Problems

Consider the \(4!\) possible permutations of the numbers \(1,2,3,4\). Which of those permutations keep the expression \(x_1x_2+x_3x_4\) the same?

Show that if \(1+3+5+7+...+97+99=50^2\), then \(1+3+5+7+...+97+99+101=51^2\). Don’t forget that \((a+b)^2=a^2+2ab+b^2\).

Prove that for all positive integers \(n\) there exists a partition of the set of positive integers \(k\le2^{n+1}\) into sets \(A\) and \(B\) such that \[\sum_{x\in A}x^i=\sum_{x\in B}x^i\] for all integers \(0\le i\le n\).

In Pascal’s triangle, what are the numbers in the diagonal next to the diagonal of ones?

In Pascal’s triangle, what is the sum of the entries in each row?

Oliver throws a fair coin three times. What are his chances of getting three heads, two heads and one tail, one head and two tails, or three tails?
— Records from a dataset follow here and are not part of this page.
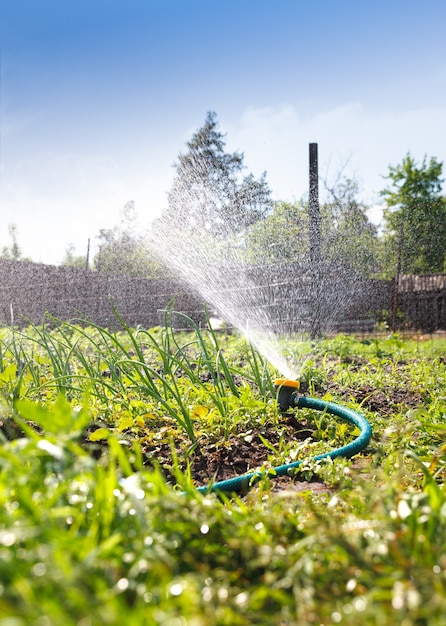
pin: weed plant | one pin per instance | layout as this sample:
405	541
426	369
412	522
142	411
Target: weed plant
88	539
In Pascal’s triangle, what numbers appear in the diagonal next to the positive integers?

Five friends get together and want to take a photo. They all agree that two of them should take a photo of the other three. How many ways can you choose the three people to be in the picture?

In Pascal’s triangle, what’s the sum of the numbers in each row when you put a minus sign in front of every other number?

What is \(11^2\), \(11^3\) and \(11^4\), and what do these numbers have to do with Pascal’s triangle? What goes wrong with \(11^5\)?